Add prometheus metrics #431

JessicaGreben · 2021-10-12T22:41:15Z

This PR is for issue #378 and adds the beginning scaffolding to export metrics for Prometheus. Ultimately we will fully migrate over to Prometheus instead of using the current Statsd metrics, but in the meantime we will need to support both.

The baseplate spec specifies that an active_requests metrics must be (ref: spec) emitted so this PR adds that as the first custom metric.

The /metrics endpoint has been added to the golang baseplate code via the baseplate-cookiecutter repo in this PR.

The next work that will be done in a different PR is to add the scaffolding that allows applications to generate custom metrics for their own purposes.

kylelemons

I thought the plan was to use promauto? This feels like a lot of machinery to me

metricsbp/prometheus.go

fishy · 2021-10-13T17:16:33Z

metricsbp/prometheus.go

+var activeRequests = promauto.NewGauge(prometheus.GaugeOpts{
+	Name: "active_requests",
+	Help: "The number of requests being handled by the service.",
+})


in statsd this is a "runtime gauge" instead of a plain gauge. a "runtime gauge" comes with two tags, the hostname and the pid, and auto add "runtime." prefix.

then we have some special handling on telegraf on everything under runtime. prefix: we strip the 2 special tags, and calculate the average/max/min/etc. from all the pods reporting this gauge. this is kind of like treating it as a histogram instead of a gauge.

we probably should have an internal spec discussion on how do we want to handle runtime gauges on prometheus first.

This doesn't really exist the same way in Prometheus. This is because Prometheus always includes the instance of the monitored target in every metric. For Go, there is only ever one process, so effectively every metric includes those tags.

sounds like me might want to add pid based on this: https://github.snooguts.net/reddit/baseplate.spec/pull/39/files#diff-ebe820b9ffcd96083b5e0695835dbada2bb1d2b3b158092ccbb947c95779129bR16

That part of the spec needs to be corrected for Prometheus.

Yeah, the PID part is only for einhorn-esque things

fishy · 2021-10-13T17:17:55Z

metricsbp/config.go

@@ -63,7 +63,8 @@ type Config struct {
 // with the global tracing hook registry.
 func InitFromConfig(ctx context.Context, cfg Config) io.Closer {
 	M = NewStatsd(ctx, cfg)
-	tracing.RegisterCreateServerSpanHooks(CreateServerSpanHook{Metrics: M})
+	pm := NewPrometheusMetrics(ctx, cfg)
+	tracing.RegisterCreateServerSpanHooks(CreateServerSpanHook{Metrics: M, PrometheusMetrics: pm})


as a style nit, I feel that the only appropriate case of writing a whole struct in one line is when you only fill zero or one of its fields. anything >1 should be write in one-per-line instead:

Suggested change

tracing.RegisterCreateServerSpanHooks(CreateServerSpanHook{Metrics: M, PrometheusMetrics: pm})

tracing.RegisterCreateServerSpanHooks(CreateServerSpanHook{

Metrics: M,

PrometheusMetrics: pm,

})

bjk-reddit · 2021-10-14T10:15:22Z

metricsbp/prometheus.go

+)
+
+var activeRequests = promauto.NewGauge(prometheus.GaugeOpts{
+	Name: "active_requests",


Is this specific to a protocol?
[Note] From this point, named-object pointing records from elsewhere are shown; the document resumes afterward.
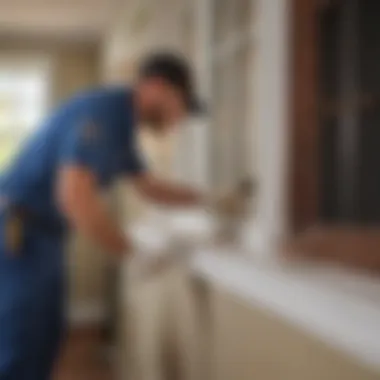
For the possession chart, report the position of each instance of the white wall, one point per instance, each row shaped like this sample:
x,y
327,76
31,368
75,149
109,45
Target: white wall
x,y
270,102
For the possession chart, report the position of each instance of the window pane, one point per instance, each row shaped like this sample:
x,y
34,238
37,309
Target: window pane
x,y
22,104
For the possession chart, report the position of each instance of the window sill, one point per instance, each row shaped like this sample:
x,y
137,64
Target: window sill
x,y
338,307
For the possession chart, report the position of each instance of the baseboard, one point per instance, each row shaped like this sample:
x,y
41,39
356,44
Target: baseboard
x,y
87,314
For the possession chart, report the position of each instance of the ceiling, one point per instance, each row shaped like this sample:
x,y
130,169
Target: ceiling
x,y
73,19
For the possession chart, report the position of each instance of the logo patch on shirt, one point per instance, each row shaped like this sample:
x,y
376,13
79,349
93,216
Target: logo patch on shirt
x,y
90,132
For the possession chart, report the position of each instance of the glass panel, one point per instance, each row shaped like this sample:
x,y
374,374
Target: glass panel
x,y
22,104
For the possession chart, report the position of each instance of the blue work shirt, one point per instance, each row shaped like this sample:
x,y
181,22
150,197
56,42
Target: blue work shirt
x,y
95,130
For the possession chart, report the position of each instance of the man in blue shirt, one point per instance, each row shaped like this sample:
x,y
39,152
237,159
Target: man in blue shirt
x,y
54,185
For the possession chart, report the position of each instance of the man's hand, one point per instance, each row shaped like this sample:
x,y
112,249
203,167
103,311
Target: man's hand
x,y
166,193
79,201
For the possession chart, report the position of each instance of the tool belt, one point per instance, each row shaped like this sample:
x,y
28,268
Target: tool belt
x,y
19,220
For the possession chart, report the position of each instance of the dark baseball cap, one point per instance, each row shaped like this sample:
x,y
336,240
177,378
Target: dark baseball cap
x,y
177,71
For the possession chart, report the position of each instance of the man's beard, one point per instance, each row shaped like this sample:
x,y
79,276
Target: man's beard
x,y
154,120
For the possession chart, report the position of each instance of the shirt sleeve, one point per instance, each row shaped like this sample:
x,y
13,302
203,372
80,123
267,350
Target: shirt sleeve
x,y
133,163
85,145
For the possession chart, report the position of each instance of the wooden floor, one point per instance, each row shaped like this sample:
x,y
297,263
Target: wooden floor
x,y
82,357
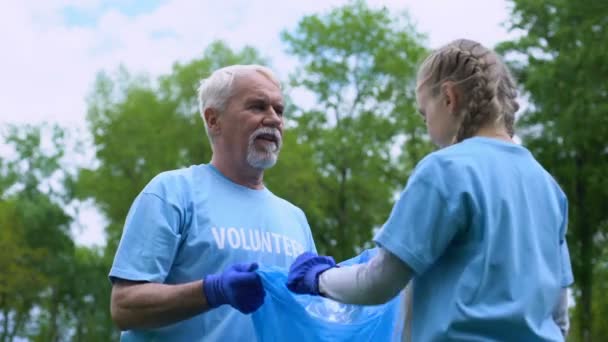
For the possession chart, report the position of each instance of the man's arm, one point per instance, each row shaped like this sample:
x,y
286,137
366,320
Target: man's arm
x,y
137,305
560,313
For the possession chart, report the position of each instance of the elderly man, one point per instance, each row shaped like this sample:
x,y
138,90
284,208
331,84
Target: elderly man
x,y
193,238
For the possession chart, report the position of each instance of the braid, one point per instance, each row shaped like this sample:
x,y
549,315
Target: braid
x,y
481,95
488,92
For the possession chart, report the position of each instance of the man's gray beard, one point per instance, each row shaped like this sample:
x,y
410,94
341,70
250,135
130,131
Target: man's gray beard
x,y
263,159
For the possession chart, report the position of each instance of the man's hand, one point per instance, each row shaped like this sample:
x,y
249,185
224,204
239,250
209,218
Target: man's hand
x,y
239,286
304,273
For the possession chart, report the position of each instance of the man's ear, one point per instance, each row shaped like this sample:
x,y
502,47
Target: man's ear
x,y
450,96
212,120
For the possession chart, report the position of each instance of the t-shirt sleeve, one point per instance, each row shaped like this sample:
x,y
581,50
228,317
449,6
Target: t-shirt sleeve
x,y
423,222
150,240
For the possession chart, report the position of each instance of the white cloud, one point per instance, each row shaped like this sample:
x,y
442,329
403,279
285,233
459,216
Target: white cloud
x,y
47,68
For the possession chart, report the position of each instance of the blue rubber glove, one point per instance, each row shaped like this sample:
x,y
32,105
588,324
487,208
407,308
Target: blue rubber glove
x,y
304,273
239,286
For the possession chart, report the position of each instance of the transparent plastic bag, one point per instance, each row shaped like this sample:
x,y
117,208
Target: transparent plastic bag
x,y
286,316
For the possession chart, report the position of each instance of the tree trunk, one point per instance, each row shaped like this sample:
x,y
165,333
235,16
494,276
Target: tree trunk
x,y
585,276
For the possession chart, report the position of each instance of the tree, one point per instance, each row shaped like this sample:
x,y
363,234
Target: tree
x,y
360,64
35,242
561,64
141,128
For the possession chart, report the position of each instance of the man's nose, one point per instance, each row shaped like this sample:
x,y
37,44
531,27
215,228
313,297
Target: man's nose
x,y
273,119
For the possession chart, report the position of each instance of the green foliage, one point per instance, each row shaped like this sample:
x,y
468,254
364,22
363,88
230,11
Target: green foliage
x,y
360,63
561,64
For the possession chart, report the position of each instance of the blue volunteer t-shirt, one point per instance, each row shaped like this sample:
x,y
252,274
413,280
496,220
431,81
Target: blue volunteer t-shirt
x,y
482,225
192,222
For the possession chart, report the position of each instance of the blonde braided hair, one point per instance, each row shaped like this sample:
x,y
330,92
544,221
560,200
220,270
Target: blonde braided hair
x,y
487,88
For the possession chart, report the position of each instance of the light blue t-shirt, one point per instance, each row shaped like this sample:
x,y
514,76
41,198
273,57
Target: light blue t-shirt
x,y
482,225
192,222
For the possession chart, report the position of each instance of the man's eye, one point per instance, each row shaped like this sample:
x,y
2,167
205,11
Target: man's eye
x,y
258,107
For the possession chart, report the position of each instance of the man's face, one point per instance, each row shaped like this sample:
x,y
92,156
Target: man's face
x,y
252,124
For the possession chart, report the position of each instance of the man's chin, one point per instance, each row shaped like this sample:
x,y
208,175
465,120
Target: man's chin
x,y
263,163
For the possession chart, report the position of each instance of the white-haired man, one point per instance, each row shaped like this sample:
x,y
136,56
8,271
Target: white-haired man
x,y
193,238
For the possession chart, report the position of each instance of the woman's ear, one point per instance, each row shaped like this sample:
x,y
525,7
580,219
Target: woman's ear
x,y
450,96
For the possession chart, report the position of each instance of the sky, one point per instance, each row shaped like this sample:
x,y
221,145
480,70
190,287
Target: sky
x,y
53,49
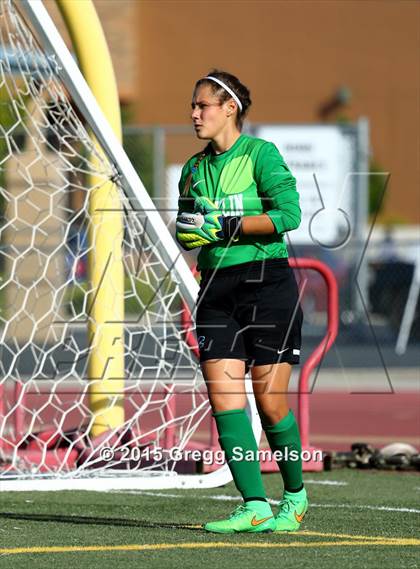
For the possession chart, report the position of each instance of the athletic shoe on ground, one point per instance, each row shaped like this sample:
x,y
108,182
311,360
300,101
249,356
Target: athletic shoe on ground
x,y
292,510
246,518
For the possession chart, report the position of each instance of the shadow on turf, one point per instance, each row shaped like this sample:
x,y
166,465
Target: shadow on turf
x,y
91,520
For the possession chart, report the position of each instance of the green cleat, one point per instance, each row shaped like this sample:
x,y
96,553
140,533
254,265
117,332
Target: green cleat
x,y
292,510
254,516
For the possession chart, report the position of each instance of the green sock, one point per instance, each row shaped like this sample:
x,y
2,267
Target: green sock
x,y
284,437
235,430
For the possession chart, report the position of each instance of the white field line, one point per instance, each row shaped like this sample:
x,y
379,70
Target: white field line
x,y
226,498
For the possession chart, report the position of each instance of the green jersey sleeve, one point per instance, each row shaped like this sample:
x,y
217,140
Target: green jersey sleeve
x,y
277,188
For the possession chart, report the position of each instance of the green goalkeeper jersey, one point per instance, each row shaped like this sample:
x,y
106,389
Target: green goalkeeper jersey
x,y
250,178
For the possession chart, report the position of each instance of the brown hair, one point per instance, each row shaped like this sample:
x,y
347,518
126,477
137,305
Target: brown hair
x,y
233,83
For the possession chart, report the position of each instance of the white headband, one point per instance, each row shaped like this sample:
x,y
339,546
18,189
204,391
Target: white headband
x,y
226,88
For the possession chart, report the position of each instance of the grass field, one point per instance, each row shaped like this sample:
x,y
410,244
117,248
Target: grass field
x,y
356,519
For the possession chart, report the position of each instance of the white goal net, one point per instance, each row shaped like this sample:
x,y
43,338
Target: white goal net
x,y
50,165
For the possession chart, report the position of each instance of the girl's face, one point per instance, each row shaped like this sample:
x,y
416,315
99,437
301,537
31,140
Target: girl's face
x,y
208,115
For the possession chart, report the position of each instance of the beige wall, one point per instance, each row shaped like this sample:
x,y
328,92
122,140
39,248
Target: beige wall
x,y
293,55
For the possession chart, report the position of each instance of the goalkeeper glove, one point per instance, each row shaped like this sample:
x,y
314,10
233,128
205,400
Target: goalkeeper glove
x,y
206,225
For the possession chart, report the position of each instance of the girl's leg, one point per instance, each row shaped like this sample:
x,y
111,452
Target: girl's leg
x,y
226,389
270,383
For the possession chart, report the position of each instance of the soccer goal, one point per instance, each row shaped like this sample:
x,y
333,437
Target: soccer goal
x,y
99,378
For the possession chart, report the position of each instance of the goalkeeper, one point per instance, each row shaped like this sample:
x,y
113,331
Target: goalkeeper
x,y
237,199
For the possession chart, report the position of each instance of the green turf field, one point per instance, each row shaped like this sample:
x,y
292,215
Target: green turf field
x,y
356,519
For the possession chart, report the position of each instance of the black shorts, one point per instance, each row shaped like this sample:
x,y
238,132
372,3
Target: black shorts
x,y
250,312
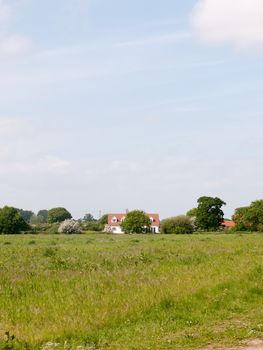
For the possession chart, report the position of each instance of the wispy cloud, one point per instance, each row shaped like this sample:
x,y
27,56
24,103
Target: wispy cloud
x,y
15,45
4,11
157,40
11,44
239,22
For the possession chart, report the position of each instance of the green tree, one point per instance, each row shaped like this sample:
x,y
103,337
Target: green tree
x,y
241,219
11,221
37,219
89,218
104,219
26,214
177,225
136,222
58,215
209,215
192,213
44,214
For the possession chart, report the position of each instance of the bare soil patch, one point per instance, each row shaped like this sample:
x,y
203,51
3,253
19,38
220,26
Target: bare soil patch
x,y
256,344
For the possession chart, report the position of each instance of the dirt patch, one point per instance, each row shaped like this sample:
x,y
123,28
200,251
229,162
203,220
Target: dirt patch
x,y
256,344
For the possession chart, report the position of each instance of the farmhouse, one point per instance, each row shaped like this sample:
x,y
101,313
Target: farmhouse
x,y
115,220
228,223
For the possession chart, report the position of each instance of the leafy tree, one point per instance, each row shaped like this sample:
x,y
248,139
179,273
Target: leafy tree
x,y
89,218
249,218
179,225
255,215
241,219
192,213
209,215
58,215
44,214
70,226
104,219
136,222
94,226
37,219
11,221
26,214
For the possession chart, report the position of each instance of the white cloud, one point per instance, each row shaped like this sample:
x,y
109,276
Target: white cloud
x,y
47,165
4,11
239,22
14,45
157,40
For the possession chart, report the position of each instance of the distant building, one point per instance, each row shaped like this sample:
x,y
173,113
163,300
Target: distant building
x,y
228,223
115,220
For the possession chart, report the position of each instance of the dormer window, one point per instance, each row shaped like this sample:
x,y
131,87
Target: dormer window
x,y
114,220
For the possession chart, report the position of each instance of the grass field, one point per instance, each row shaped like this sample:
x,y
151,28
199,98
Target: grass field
x,y
130,292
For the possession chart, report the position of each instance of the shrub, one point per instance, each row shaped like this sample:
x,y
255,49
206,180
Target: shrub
x,y
58,215
94,226
70,226
11,221
177,225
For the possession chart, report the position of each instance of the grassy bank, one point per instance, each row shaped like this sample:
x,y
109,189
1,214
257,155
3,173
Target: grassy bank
x,y
131,292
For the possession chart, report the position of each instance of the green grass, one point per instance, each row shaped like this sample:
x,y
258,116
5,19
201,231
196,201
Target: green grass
x,y
130,292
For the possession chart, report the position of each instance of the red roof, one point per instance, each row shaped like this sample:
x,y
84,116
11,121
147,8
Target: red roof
x,y
229,223
116,219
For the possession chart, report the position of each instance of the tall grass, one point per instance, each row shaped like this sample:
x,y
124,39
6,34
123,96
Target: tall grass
x,y
130,292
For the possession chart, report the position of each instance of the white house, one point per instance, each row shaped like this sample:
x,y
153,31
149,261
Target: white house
x,y
115,220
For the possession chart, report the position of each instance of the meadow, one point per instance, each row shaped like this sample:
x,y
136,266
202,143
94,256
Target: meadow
x,y
96,291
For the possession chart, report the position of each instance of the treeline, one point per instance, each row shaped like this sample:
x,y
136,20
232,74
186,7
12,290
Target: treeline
x,y
55,220
206,216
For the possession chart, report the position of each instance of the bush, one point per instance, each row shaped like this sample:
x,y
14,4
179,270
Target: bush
x,y
58,215
177,225
70,226
11,221
94,226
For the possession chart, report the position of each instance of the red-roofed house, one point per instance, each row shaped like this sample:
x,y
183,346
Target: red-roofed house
x,y
115,220
228,223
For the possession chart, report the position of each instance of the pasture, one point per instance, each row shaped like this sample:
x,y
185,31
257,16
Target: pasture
x,y
96,291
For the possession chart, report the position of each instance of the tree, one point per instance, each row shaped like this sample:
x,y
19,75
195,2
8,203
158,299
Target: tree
x,y
209,215
44,214
70,226
37,219
26,214
11,221
104,219
241,219
89,218
192,213
58,215
177,225
255,215
249,218
136,222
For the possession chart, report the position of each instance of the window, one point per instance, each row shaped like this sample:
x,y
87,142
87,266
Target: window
x,y
114,220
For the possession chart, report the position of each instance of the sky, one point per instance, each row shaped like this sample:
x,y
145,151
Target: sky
x,y
114,105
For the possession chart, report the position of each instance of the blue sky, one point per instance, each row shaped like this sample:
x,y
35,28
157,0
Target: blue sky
x,y
108,105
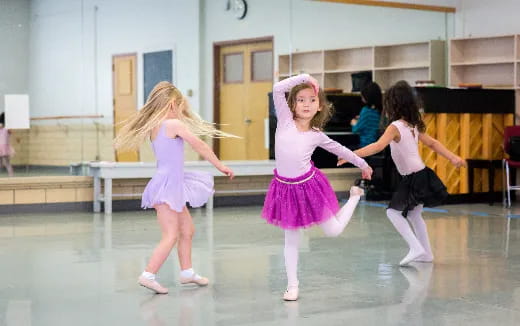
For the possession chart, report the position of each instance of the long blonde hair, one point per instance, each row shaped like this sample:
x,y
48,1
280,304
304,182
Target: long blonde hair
x,y
164,95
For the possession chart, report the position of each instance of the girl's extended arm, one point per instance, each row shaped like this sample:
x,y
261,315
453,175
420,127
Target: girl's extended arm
x,y
346,154
438,147
177,128
283,112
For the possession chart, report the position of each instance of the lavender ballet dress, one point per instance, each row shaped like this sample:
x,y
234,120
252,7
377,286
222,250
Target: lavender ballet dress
x,y
171,184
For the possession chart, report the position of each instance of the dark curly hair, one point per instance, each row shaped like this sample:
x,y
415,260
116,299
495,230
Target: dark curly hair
x,y
400,102
326,109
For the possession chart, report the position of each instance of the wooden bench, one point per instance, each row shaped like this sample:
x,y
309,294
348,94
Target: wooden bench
x,y
107,171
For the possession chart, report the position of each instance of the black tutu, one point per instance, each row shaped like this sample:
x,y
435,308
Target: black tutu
x,y
421,187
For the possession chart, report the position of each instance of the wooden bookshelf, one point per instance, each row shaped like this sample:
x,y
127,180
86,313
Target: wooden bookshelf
x,y
388,64
490,61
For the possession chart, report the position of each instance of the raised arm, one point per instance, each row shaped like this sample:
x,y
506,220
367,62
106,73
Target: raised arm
x,y
283,112
177,128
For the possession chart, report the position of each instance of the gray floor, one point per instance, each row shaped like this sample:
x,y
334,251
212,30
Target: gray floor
x,y
81,269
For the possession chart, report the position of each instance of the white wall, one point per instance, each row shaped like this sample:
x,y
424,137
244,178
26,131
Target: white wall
x,y
70,69
73,42
14,47
303,25
487,18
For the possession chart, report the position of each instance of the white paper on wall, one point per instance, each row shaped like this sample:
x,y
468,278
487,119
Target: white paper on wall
x,y
16,111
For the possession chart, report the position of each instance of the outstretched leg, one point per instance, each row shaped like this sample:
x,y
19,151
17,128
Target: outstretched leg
x,y
187,230
168,222
404,229
292,246
421,232
335,225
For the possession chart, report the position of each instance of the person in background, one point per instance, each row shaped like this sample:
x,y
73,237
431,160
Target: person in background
x,y
6,150
367,123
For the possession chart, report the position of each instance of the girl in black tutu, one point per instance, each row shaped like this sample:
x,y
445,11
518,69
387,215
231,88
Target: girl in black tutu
x,y
419,186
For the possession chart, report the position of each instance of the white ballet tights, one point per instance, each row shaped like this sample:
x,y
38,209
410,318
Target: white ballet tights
x,y
404,229
421,232
332,228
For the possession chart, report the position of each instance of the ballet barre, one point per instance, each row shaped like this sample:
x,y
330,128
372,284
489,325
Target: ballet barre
x,y
108,171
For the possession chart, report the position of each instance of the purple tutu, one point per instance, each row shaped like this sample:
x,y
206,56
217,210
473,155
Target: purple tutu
x,y
293,203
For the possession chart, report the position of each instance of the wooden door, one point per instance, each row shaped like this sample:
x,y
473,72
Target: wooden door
x,y
245,79
125,98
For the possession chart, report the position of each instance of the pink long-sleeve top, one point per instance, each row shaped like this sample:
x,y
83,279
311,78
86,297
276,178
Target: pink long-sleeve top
x,y
293,148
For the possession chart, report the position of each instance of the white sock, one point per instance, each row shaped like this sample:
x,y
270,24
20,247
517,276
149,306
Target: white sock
x,y
148,275
292,244
190,273
404,229
335,225
421,232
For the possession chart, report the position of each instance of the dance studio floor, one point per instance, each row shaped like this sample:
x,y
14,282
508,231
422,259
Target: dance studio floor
x,y
81,269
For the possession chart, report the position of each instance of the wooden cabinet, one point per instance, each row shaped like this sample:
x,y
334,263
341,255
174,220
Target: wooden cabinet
x,y
388,64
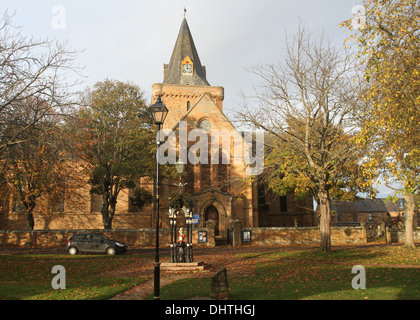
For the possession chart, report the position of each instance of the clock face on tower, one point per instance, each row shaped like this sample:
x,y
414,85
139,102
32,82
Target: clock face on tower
x,y
187,68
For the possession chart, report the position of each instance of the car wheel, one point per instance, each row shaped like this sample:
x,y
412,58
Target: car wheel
x,y
110,251
72,251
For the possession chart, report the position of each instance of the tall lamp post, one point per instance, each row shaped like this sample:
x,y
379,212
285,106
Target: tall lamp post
x,y
159,113
180,167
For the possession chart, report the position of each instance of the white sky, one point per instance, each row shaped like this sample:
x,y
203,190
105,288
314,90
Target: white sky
x,y
131,39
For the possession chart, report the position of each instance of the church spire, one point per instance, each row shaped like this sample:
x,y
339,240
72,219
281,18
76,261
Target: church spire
x,y
185,66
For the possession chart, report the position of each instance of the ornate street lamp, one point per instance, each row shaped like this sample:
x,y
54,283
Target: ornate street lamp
x,y
172,221
180,167
159,113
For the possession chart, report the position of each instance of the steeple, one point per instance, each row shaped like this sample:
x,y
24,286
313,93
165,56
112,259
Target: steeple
x,y
185,67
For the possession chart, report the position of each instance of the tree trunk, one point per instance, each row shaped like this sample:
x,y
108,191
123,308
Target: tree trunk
x,y
325,220
30,219
409,219
29,208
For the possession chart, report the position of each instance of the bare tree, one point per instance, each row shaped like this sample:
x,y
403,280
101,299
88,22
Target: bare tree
x,y
308,104
30,70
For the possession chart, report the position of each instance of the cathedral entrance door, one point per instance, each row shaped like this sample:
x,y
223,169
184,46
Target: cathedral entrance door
x,y
213,214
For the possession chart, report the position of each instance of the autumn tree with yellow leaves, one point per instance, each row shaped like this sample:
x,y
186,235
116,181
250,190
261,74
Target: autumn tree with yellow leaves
x,y
387,37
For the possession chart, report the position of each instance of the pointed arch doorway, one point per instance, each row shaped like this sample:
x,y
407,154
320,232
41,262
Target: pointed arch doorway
x,y
213,214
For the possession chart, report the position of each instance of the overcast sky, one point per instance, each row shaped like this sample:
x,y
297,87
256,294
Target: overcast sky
x,y
132,39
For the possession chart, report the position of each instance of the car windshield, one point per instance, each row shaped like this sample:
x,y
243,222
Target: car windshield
x,y
108,238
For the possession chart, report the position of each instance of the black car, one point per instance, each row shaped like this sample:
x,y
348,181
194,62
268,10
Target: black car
x,y
94,243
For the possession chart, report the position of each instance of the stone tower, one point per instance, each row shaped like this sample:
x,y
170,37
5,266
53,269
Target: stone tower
x,y
184,80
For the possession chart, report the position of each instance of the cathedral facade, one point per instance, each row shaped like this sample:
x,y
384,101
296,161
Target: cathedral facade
x,y
220,184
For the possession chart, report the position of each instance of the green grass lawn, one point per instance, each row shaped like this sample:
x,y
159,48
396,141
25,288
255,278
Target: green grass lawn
x,y
314,275
305,274
28,277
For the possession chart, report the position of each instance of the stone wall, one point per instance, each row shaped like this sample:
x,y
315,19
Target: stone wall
x,y
305,236
145,238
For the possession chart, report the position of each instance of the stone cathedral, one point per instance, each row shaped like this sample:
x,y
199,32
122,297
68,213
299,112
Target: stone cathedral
x,y
221,190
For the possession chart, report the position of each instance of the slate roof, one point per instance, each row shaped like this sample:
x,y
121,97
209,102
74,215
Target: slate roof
x,y
365,205
185,46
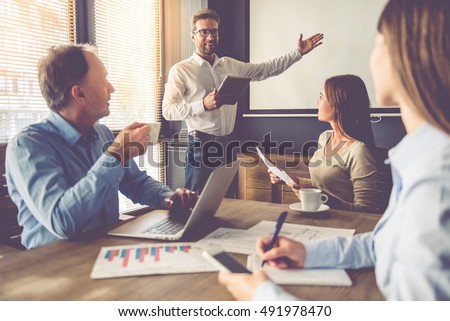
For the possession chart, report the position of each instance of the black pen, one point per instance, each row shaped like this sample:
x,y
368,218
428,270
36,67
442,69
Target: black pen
x,y
280,222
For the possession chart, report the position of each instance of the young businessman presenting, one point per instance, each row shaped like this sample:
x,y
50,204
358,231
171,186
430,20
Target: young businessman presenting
x,y
191,95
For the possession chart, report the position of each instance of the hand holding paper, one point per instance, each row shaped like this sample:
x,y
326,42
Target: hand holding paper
x,y
275,170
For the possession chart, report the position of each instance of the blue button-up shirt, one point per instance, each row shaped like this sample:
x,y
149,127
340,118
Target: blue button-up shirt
x,y
410,245
64,184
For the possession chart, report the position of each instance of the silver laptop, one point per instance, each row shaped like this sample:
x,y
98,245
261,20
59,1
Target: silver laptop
x,y
158,224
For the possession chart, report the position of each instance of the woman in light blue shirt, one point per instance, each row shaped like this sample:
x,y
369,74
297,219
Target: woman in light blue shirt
x,y
410,246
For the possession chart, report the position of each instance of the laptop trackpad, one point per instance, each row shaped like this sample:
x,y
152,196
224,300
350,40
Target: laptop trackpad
x,y
139,225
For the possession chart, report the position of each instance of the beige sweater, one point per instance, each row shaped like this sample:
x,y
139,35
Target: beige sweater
x,y
350,176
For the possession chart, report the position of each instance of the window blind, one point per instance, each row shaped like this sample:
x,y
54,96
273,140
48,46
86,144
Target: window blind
x,y
127,35
27,30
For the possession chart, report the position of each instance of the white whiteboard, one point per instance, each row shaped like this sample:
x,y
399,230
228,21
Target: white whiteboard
x,y
349,27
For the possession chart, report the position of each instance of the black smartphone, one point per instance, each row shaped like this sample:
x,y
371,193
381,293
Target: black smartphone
x,y
224,261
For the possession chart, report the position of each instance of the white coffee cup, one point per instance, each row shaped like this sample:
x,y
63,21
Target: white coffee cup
x,y
312,198
153,132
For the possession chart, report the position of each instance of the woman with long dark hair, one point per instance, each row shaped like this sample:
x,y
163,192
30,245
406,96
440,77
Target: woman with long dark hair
x,y
409,247
344,166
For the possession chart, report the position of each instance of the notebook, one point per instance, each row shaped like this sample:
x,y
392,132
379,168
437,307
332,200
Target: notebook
x,y
232,88
158,224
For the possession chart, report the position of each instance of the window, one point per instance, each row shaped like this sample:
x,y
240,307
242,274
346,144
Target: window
x,y
27,30
127,34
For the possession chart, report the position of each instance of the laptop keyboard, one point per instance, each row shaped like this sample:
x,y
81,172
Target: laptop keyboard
x,y
166,226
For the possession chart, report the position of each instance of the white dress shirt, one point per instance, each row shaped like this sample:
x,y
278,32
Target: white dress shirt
x,y
192,79
410,245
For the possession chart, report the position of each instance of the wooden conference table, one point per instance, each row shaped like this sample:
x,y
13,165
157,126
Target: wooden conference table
x,y
60,271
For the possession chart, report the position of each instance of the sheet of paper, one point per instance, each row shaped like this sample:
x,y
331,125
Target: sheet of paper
x,y
299,232
327,277
231,240
147,259
244,241
275,170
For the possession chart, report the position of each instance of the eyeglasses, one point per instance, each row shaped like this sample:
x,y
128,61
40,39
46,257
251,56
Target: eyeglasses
x,y
206,32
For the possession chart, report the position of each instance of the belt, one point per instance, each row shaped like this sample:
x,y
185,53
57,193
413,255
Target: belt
x,y
207,137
Typically for this metric we would prefix it with the protocol.

This can be done with the Namespace. Something like this:

prometheus.GaugeOpts{ Namespace: "http", Name: "active_requests", ... }

I was thinking of adding a label with transport type like stated here just until the baseplate.go remodel next year when tracing and metrics are decoupled. For simplicity, I was going to leave this as is, but I can look into whats involved to move over into the specific protocol metrics that I'm adding shortly if thats better.

if we are doing per-transport active_requests then the server span hook is no longer the correct place to do it, because server span hook runs on all servers and has no knowledge which transport it is in. this needs to be done on the server middleware instead.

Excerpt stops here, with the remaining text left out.